MARINHA FAZ MONITORAMENTO RADIOLÓGICO DE NAVIO NUCLEAR AMERICANO QUE ESTÁ NA BAÍA DE GUANABARA
O porta-aviões nuclear norte-americano USS “Nimitz” chegou nesta semana ao litoral do Rio de Janeiro, no contexto da Operação “Southern Seas 2026”, conduzida pela 4ª Frota da Marinha dos Estados Unidos. A embarcação já é uma atração e desperta olhares curiosos de quem passa beirando a Baía de Guanabara. Por ser movido por energia nuclear, a Marinha do Brasil está realizando diariamente o monitoramento radiológico no entorno da embarcação, seguindo protocolos rigorosos adotados pelo País sempre que meios navais com reatores nucleares operam ou visitam o litoral brasileiro.
Realizada desde 2007, a Operação “Southern Seas” chega à sua 11ª edição como um dos principais instrumentos de cooperação marítima no hemisfério ocidental. Os exercícios no mar, com embarcações das duas Marinhas, serão realizados no período de 11 a 14 de maio, no Rio de Janeiro.
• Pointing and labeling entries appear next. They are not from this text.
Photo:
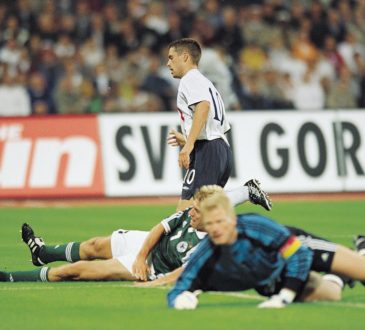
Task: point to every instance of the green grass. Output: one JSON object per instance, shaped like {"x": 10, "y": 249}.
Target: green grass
{"x": 118, "y": 305}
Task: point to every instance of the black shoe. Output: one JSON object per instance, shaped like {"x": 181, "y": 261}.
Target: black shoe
{"x": 257, "y": 195}
{"x": 359, "y": 242}
{"x": 3, "y": 277}
{"x": 34, "y": 243}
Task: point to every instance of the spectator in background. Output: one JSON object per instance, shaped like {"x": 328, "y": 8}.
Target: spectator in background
{"x": 91, "y": 53}
{"x": 158, "y": 86}
{"x": 68, "y": 97}
{"x": 10, "y": 54}
{"x": 82, "y": 21}
{"x": 213, "y": 65}
{"x": 308, "y": 94}
{"x": 40, "y": 97}
{"x": 212, "y": 12}
{"x": 331, "y": 53}
{"x": 25, "y": 15}
{"x": 341, "y": 96}
{"x": 287, "y": 36}
{"x": 132, "y": 98}
{"x": 12, "y": 30}
{"x": 14, "y": 97}
{"x": 64, "y": 47}
{"x": 348, "y": 48}
{"x": 229, "y": 35}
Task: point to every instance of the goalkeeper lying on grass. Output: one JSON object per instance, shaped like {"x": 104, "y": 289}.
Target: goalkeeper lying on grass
{"x": 157, "y": 255}
{"x": 250, "y": 251}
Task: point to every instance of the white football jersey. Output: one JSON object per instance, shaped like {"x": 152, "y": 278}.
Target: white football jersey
{"x": 194, "y": 88}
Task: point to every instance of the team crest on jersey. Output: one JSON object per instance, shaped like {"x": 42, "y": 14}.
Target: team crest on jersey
{"x": 182, "y": 247}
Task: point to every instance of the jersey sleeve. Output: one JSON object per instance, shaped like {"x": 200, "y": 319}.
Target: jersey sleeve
{"x": 188, "y": 277}
{"x": 264, "y": 230}
{"x": 298, "y": 266}
{"x": 195, "y": 90}
{"x": 174, "y": 220}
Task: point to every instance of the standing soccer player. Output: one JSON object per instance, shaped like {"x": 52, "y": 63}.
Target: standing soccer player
{"x": 205, "y": 152}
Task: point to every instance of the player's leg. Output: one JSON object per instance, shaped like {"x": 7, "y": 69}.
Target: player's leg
{"x": 188, "y": 188}
{"x": 183, "y": 204}
{"x": 43, "y": 254}
{"x": 320, "y": 288}
{"x": 208, "y": 165}
{"x": 348, "y": 263}
{"x": 97, "y": 270}
{"x": 95, "y": 248}
{"x": 359, "y": 242}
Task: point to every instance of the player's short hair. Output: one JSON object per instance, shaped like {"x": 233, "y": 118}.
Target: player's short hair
{"x": 206, "y": 191}
{"x": 216, "y": 200}
{"x": 189, "y": 45}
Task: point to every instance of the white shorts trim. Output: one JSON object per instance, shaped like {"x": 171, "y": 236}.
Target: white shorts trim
{"x": 125, "y": 242}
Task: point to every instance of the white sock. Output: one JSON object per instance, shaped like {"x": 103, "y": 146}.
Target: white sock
{"x": 335, "y": 279}
{"x": 239, "y": 195}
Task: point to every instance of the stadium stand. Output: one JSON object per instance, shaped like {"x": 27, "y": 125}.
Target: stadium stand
{"x": 92, "y": 56}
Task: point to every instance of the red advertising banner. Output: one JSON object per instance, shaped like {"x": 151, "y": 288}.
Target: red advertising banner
{"x": 50, "y": 157}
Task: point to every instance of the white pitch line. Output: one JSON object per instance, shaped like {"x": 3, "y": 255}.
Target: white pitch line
{"x": 229, "y": 294}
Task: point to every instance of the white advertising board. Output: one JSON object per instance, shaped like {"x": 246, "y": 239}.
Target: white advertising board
{"x": 287, "y": 151}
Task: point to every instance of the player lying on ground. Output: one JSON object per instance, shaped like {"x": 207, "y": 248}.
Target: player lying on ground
{"x": 130, "y": 255}
{"x": 250, "y": 251}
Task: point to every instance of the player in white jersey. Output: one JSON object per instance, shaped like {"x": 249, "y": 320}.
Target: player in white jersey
{"x": 205, "y": 152}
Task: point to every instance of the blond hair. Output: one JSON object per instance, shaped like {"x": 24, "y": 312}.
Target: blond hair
{"x": 216, "y": 200}
{"x": 206, "y": 191}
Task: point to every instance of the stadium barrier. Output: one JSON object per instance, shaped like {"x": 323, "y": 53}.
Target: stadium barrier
{"x": 127, "y": 154}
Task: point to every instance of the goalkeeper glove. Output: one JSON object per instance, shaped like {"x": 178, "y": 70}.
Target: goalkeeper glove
{"x": 280, "y": 300}
{"x": 186, "y": 300}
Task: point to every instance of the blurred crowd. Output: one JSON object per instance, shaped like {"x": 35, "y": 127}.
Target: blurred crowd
{"x": 92, "y": 56}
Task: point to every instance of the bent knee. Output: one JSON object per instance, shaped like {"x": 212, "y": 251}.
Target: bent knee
{"x": 96, "y": 248}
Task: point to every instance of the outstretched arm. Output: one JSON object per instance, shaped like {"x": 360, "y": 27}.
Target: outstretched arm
{"x": 199, "y": 120}
{"x": 170, "y": 278}
{"x": 140, "y": 268}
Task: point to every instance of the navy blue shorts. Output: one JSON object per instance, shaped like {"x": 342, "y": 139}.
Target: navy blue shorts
{"x": 210, "y": 163}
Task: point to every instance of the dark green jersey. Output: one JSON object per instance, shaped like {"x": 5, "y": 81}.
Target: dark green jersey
{"x": 174, "y": 248}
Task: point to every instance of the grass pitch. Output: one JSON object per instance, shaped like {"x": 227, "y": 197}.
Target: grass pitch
{"x": 119, "y": 305}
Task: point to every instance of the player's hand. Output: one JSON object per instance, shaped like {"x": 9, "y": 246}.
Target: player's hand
{"x": 273, "y": 302}
{"x": 176, "y": 139}
{"x": 140, "y": 269}
{"x": 284, "y": 298}
{"x": 184, "y": 156}
{"x": 186, "y": 300}
{"x": 149, "y": 284}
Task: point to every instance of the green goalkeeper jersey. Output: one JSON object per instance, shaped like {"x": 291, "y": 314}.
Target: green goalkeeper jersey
{"x": 179, "y": 241}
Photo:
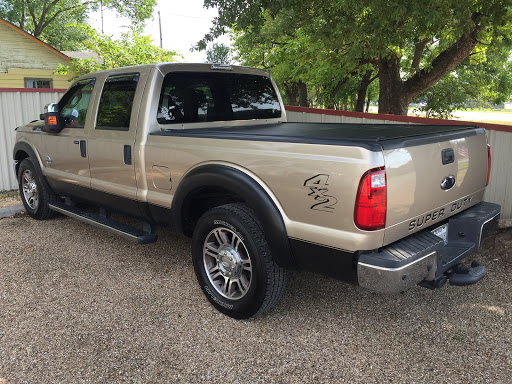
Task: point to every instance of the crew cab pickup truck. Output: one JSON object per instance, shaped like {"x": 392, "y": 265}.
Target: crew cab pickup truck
{"x": 207, "y": 150}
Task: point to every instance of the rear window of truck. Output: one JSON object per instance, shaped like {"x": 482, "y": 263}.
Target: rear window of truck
{"x": 191, "y": 97}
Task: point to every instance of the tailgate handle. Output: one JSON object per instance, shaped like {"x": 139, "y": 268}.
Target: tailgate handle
{"x": 83, "y": 151}
{"x": 448, "y": 156}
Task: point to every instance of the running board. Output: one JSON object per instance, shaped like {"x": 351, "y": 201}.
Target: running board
{"x": 131, "y": 233}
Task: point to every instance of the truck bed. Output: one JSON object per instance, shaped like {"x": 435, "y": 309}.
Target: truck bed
{"x": 374, "y": 137}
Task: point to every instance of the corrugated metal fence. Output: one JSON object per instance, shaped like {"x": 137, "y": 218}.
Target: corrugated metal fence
{"x": 500, "y": 137}
{"x": 18, "y": 107}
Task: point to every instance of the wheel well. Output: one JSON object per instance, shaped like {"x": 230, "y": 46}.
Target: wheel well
{"x": 200, "y": 201}
{"x": 19, "y": 157}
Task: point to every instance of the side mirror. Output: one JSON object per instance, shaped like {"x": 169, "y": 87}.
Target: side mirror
{"x": 51, "y": 117}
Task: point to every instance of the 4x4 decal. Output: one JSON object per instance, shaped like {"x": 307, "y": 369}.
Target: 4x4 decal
{"x": 318, "y": 191}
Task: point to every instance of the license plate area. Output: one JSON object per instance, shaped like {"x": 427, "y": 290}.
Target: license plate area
{"x": 441, "y": 232}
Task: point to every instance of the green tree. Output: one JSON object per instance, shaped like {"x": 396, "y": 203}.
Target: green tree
{"x": 218, "y": 53}
{"x": 410, "y": 45}
{"x": 38, "y": 16}
{"x": 131, "y": 48}
{"x": 482, "y": 80}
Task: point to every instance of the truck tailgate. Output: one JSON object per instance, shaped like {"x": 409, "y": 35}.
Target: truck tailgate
{"x": 430, "y": 179}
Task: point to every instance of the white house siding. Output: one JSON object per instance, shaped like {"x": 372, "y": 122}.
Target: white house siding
{"x": 19, "y": 51}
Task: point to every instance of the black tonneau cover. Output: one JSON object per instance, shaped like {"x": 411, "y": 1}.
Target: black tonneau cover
{"x": 375, "y": 137}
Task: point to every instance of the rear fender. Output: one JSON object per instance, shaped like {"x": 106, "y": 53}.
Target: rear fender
{"x": 248, "y": 190}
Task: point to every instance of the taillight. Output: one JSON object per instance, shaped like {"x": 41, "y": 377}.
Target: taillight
{"x": 371, "y": 204}
{"x": 488, "y": 164}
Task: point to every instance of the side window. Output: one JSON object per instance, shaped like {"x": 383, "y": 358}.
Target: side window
{"x": 73, "y": 105}
{"x": 116, "y": 102}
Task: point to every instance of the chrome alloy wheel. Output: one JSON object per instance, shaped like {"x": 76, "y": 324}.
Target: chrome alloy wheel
{"x": 227, "y": 263}
{"x": 30, "y": 192}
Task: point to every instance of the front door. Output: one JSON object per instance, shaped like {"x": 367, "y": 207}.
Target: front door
{"x": 64, "y": 154}
{"x": 110, "y": 143}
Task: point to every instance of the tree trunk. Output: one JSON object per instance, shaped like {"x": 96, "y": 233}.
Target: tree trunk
{"x": 292, "y": 92}
{"x": 363, "y": 88}
{"x": 303, "y": 95}
{"x": 396, "y": 94}
{"x": 392, "y": 98}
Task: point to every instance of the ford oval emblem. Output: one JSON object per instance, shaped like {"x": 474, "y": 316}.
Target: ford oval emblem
{"x": 448, "y": 183}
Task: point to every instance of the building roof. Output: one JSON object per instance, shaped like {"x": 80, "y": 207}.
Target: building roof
{"x": 35, "y": 39}
{"x": 83, "y": 55}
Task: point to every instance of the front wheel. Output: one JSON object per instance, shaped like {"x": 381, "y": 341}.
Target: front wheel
{"x": 34, "y": 192}
{"x": 233, "y": 263}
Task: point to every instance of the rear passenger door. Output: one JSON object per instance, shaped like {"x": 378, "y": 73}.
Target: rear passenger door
{"x": 110, "y": 145}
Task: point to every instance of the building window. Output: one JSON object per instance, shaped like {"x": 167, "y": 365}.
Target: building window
{"x": 38, "y": 83}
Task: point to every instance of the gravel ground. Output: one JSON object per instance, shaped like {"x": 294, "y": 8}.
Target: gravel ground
{"x": 81, "y": 305}
{"x": 9, "y": 199}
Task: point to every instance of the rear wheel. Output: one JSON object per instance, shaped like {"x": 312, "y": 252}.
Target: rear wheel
{"x": 233, "y": 263}
{"x": 34, "y": 192}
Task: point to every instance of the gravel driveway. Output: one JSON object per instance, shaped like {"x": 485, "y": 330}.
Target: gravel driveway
{"x": 81, "y": 305}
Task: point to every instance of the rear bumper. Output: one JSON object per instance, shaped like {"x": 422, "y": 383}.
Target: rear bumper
{"x": 423, "y": 257}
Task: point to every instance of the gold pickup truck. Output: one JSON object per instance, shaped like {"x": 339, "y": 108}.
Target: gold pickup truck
{"x": 207, "y": 149}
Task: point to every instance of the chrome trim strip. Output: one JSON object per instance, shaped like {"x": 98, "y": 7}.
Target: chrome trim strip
{"x": 94, "y": 223}
{"x": 397, "y": 269}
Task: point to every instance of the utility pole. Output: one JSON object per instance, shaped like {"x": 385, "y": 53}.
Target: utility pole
{"x": 101, "y": 10}
{"x": 160, "y": 26}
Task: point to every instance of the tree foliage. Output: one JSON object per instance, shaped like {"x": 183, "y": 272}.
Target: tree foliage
{"x": 218, "y": 53}
{"x": 131, "y": 48}
{"x": 44, "y": 18}
{"x": 409, "y": 45}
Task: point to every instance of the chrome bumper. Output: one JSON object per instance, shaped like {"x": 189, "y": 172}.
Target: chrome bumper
{"x": 423, "y": 257}
{"x": 396, "y": 280}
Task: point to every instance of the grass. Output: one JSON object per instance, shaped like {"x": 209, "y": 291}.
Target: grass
{"x": 487, "y": 110}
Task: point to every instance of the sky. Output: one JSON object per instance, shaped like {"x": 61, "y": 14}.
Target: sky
{"x": 184, "y": 23}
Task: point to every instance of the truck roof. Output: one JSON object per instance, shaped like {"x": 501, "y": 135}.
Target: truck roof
{"x": 181, "y": 67}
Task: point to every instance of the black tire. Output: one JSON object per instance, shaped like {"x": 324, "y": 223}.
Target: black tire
{"x": 34, "y": 192}
{"x": 257, "y": 282}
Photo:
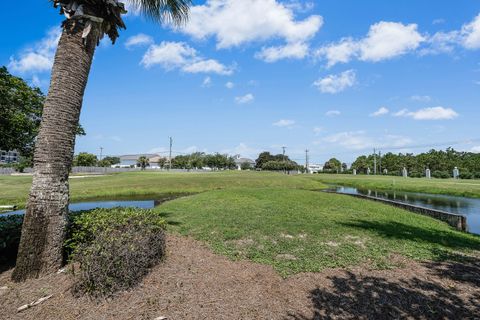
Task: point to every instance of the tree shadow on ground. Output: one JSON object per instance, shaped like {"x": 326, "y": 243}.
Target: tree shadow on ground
{"x": 457, "y": 268}
{"x": 356, "y": 297}
{"x": 400, "y": 231}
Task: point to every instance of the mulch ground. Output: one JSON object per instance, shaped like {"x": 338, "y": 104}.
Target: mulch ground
{"x": 194, "y": 283}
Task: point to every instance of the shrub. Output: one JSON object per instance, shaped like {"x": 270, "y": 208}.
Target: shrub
{"x": 416, "y": 174}
{"x": 10, "y": 231}
{"x": 441, "y": 174}
{"x": 114, "y": 248}
{"x": 467, "y": 175}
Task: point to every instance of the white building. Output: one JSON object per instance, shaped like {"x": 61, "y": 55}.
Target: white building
{"x": 315, "y": 168}
{"x": 239, "y": 162}
{"x": 9, "y": 156}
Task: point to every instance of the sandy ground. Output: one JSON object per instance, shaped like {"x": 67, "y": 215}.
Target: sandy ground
{"x": 194, "y": 283}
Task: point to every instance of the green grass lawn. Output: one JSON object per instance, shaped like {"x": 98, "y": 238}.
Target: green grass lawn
{"x": 280, "y": 220}
{"x": 306, "y": 231}
{"x": 152, "y": 185}
{"x": 463, "y": 188}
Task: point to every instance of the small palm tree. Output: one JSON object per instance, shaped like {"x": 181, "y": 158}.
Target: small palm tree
{"x": 87, "y": 21}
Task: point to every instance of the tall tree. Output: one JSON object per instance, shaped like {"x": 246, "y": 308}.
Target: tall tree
{"x": 87, "y": 21}
{"x": 20, "y": 113}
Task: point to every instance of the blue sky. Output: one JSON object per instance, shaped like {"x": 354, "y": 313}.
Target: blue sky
{"x": 339, "y": 77}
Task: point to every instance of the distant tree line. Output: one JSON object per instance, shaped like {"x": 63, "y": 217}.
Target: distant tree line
{"x": 441, "y": 163}
{"x": 278, "y": 162}
{"x": 84, "y": 159}
{"x": 199, "y": 160}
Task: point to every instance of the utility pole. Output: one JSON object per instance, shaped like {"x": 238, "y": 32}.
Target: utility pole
{"x": 306, "y": 161}
{"x": 170, "y": 155}
{"x": 380, "y": 161}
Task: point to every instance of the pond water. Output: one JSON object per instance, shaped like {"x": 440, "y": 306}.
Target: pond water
{"x": 468, "y": 207}
{"x": 144, "y": 204}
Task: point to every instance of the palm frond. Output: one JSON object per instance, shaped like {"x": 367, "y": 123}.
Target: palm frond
{"x": 106, "y": 15}
{"x": 176, "y": 11}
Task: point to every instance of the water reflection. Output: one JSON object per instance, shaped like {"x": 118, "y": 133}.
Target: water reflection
{"x": 469, "y": 207}
{"x": 147, "y": 204}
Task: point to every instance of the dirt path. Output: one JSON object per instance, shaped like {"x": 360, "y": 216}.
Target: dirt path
{"x": 194, "y": 283}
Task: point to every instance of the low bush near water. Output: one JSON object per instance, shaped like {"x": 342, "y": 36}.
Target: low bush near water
{"x": 113, "y": 249}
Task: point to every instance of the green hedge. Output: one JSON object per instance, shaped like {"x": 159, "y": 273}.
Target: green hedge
{"x": 112, "y": 249}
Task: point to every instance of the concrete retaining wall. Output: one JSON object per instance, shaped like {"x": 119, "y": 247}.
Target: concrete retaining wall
{"x": 455, "y": 220}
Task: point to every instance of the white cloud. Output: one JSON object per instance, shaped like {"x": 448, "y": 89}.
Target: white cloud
{"x": 39, "y": 57}
{"x": 435, "y": 113}
{"x": 207, "y": 82}
{"x": 421, "y": 98}
{"x": 284, "y": 123}
{"x": 318, "y": 130}
{"x": 234, "y": 23}
{"x": 401, "y": 113}
{"x": 475, "y": 149}
{"x": 336, "y": 83}
{"x": 438, "y": 21}
{"x": 140, "y": 39}
{"x": 467, "y": 37}
{"x": 380, "y": 112}
{"x": 360, "y": 140}
{"x": 244, "y": 150}
{"x": 471, "y": 34}
{"x": 341, "y": 52}
{"x": 208, "y": 66}
{"x": 289, "y": 51}
{"x": 179, "y": 55}
{"x": 385, "y": 40}
{"x": 441, "y": 42}
{"x": 169, "y": 55}
{"x": 248, "y": 98}
{"x": 299, "y": 5}
{"x": 332, "y": 113}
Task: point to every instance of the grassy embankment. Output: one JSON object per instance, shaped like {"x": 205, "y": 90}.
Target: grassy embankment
{"x": 278, "y": 220}
{"x": 152, "y": 185}
{"x": 463, "y": 188}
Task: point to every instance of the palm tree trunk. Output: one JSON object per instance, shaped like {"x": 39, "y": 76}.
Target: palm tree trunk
{"x": 43, "y": 231}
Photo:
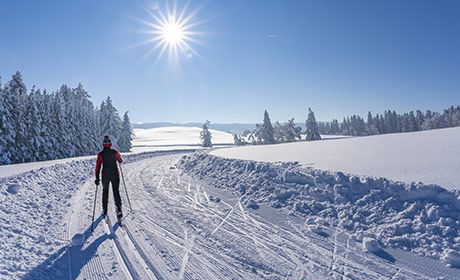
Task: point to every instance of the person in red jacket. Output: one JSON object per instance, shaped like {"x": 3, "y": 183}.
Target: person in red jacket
{"x": 108, "y": 158}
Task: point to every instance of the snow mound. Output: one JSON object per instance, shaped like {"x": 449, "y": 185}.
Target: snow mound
{"x": 452, "y": 258}
{"x": 77, "y": 240}
{"x": 13, "y": 188}
{"x": 33, "y": 206}
{"x": 371, "y": 245}
{"x": 424, "y": 219}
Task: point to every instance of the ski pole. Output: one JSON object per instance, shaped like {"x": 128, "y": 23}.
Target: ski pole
{"x": 126, "y": 190}
{"x": 94, "y": 210}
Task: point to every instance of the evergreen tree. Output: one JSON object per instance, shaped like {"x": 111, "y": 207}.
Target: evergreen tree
{"x": 312, "y": 127}
{"x": 266, "y": 130}
{"x": 126, "y": 135}
{"x": 6, "y": 129}
{"x": 205, "y": 135}
{"x": 109, "y": 119}
{"x": 17, "y": 94}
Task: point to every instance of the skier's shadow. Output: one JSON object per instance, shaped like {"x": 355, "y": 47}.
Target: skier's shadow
{"x": 57, "y": 265}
A iniciativa reúne forças navais de cerca de dez países da América Latina, incluindo o Brasil, e tem como foco o fortalecimento de parcerias, a interoperabilidade entre as Marinhas e a resposta coordenada a ameaças comuns no ambiente marítimo.
O monitoramento radiológico é realizado diariamente com medições de taxa de dose no ar e coleta de amostras ambientais, como água do mar e sedimentos do leito marinho, desde a véspera do fundeio do navio até o dia seguinte à sua saída. Para isso, são estabelecidos, no mínimo, dez pontos de medição no entorno do navio. Também é mantido controle contínuo da taxa de dose em pontos sensíveis, como áreas de embarque e desembarque de tripulantes, com equipamentos de varredura operando em tempo integral ao longo de toda a visita.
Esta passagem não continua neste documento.